Pour lui, le Brexit dévoile en fait un phénomène d’incertitude et de rejet qui traverse toute l’Europe.
Maghreb Emergent : Comment expliquez-vous le retrait du Royaume-Uni de l’Union européenne? Quelles sont, selon vous, les raisons qui ont conduit les votants à faire ce choix?
Michael Willis: Une simple infographie du referendum organisé la semaine dernière renseigne à plusieurs titres sur les résultats du vote. Elle nous éclaire particulièrement sur les raisons qui ont conduit la majorité des votants anglais à opter pour le retrait du Royaume-Uni de l’Union européenne. L’aspect démographique semble avoir joué un rôle décisif dans ce cas précis. Il se trouve que les électeurs d’un certain âge ainsi que les votants dont l’éducation est moyenne, issus particulièrement des petites villes et des provinces anglaises, ont largement opté pour le Brexit, alors que la population des grandes villes, des pôles universitaires à Londres et ailleurs, ont voté pour le maintien de leur pays au sein de l’UE.
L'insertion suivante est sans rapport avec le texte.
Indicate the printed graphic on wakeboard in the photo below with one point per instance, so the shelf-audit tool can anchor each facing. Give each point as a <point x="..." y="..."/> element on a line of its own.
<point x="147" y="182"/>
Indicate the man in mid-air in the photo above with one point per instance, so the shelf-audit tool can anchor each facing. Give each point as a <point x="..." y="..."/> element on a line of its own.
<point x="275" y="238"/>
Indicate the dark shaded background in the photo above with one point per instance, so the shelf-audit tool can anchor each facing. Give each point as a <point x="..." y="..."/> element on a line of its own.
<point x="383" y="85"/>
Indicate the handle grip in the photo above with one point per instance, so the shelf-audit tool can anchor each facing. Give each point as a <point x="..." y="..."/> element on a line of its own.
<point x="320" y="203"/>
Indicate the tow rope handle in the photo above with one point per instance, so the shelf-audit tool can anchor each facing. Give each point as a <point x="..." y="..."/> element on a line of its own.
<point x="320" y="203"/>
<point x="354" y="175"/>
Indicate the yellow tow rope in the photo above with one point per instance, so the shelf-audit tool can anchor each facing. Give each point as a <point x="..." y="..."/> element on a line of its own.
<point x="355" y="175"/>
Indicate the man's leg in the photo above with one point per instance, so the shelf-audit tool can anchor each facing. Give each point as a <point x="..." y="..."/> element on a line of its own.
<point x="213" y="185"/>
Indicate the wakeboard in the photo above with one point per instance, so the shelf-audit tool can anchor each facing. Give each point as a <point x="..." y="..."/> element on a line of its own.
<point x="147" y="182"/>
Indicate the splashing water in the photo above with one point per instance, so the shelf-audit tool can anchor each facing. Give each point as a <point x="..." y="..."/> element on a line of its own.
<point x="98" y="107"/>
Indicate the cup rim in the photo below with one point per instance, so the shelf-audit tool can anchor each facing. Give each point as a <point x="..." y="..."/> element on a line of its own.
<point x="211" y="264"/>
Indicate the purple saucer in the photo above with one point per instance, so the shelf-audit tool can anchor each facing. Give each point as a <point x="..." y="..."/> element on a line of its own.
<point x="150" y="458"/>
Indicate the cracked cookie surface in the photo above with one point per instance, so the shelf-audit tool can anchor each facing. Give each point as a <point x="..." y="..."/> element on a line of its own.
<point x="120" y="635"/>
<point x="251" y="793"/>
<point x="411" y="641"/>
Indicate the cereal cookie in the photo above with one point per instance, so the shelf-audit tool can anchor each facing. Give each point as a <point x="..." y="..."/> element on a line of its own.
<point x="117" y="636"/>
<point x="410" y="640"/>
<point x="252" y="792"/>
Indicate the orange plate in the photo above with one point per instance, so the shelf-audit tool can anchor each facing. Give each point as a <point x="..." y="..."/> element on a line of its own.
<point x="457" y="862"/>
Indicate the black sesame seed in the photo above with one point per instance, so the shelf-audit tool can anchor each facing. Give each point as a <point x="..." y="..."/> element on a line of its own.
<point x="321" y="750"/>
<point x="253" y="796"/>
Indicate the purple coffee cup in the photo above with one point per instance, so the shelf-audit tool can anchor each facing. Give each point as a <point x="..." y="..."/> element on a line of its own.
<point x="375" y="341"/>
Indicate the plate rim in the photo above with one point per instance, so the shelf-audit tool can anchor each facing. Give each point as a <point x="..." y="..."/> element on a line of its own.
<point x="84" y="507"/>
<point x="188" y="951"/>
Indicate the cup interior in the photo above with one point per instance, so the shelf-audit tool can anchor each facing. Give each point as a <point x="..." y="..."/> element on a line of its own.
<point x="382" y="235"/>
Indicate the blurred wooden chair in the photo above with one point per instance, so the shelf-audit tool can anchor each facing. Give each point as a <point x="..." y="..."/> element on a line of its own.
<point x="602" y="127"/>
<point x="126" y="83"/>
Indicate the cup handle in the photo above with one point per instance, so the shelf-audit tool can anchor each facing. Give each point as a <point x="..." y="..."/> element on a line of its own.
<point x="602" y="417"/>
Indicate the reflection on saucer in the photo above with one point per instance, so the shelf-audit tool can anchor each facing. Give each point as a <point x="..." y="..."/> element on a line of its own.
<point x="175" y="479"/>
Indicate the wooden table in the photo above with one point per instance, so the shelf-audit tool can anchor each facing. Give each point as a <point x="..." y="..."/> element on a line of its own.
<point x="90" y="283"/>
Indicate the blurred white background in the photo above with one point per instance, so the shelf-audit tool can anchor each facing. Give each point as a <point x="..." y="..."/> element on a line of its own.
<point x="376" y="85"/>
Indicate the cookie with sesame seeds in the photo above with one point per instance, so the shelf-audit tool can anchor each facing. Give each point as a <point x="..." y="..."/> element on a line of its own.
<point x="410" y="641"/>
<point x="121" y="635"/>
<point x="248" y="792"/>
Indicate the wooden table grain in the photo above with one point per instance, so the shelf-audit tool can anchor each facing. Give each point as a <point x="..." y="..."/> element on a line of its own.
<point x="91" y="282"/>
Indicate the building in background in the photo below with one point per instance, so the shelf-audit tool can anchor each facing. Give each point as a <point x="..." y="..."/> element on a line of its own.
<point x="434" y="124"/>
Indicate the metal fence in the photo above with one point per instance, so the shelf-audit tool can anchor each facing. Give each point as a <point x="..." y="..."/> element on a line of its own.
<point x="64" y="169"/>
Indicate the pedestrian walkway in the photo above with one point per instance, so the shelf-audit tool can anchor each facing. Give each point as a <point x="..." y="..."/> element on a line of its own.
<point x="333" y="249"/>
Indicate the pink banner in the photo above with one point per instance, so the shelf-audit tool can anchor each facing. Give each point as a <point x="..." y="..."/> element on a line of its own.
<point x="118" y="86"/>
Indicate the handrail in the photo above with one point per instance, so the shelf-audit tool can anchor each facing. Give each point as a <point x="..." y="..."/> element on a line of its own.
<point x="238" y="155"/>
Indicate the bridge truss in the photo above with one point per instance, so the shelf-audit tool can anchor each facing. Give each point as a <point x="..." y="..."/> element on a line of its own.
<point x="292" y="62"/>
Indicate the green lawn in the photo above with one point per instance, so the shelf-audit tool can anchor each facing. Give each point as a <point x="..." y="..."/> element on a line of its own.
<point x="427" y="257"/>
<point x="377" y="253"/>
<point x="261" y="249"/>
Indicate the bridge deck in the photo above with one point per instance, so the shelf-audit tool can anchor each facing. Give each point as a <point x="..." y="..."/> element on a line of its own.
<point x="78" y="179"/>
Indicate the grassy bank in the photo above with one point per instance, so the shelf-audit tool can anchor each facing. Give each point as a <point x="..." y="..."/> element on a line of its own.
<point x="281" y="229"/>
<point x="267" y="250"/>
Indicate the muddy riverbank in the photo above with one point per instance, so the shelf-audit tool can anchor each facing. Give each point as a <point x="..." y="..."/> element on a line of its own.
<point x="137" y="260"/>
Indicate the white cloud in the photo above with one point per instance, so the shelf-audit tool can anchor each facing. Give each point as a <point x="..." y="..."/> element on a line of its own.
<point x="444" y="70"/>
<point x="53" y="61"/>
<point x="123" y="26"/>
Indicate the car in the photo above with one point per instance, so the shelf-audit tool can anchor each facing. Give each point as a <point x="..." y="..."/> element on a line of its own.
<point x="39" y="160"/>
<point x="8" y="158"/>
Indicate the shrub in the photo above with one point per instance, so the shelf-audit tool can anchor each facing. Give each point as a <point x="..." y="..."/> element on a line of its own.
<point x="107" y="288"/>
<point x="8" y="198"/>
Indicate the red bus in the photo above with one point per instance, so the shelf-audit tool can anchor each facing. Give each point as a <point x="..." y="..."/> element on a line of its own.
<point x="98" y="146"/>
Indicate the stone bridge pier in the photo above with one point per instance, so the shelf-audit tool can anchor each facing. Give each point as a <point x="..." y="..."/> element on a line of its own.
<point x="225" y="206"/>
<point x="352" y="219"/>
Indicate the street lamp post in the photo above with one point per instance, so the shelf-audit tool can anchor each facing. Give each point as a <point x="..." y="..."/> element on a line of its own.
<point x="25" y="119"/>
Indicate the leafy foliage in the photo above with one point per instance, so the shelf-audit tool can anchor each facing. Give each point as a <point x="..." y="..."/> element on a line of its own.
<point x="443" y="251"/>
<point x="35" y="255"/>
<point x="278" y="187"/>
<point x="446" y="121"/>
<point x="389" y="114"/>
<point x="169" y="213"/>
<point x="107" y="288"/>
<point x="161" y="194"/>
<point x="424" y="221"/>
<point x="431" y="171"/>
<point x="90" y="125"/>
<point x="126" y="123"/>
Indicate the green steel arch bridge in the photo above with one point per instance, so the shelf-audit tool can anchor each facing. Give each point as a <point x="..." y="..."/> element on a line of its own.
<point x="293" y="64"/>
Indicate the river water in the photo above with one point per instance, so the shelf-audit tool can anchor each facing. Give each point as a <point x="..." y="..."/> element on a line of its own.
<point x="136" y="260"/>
Les chiffres démontrent aussi que les premiers, les votants des petites villes, ont massivement investi l’urne alors que le taux de participation a été nettement moins important en métropole. Il faut savoir, par ailleurs, que beaucoup d’Anglais aujourd’hui se sentent abandonnés et ignorés par leurs dirigeants politiques. Le résultat du referendum apparait en ce sens comme une sanction. Ceci au plan strictement interne. Au plan européen, les personnes qui ont voté pour la sortie sont en fait persuadées que les lois de l’UE, précisément les politiques d’immigration qui sont menées par cette institution, sont préjudiciables pour les Anglais. Précisons, enfin, qu’une grande partie des médias populaires proches de la droite anglaise, a mené une guerre sans merci à l’Union européenne 30 années durant. Ceci a eu forcément une incidence directe sur le choix d’une large partie des électeurs.
La montée du nationalisme en Grande Bretagne mais aussi dans toute l’Europe n’a-t-il pas eu un effet direct sur les résultats de ce referendum?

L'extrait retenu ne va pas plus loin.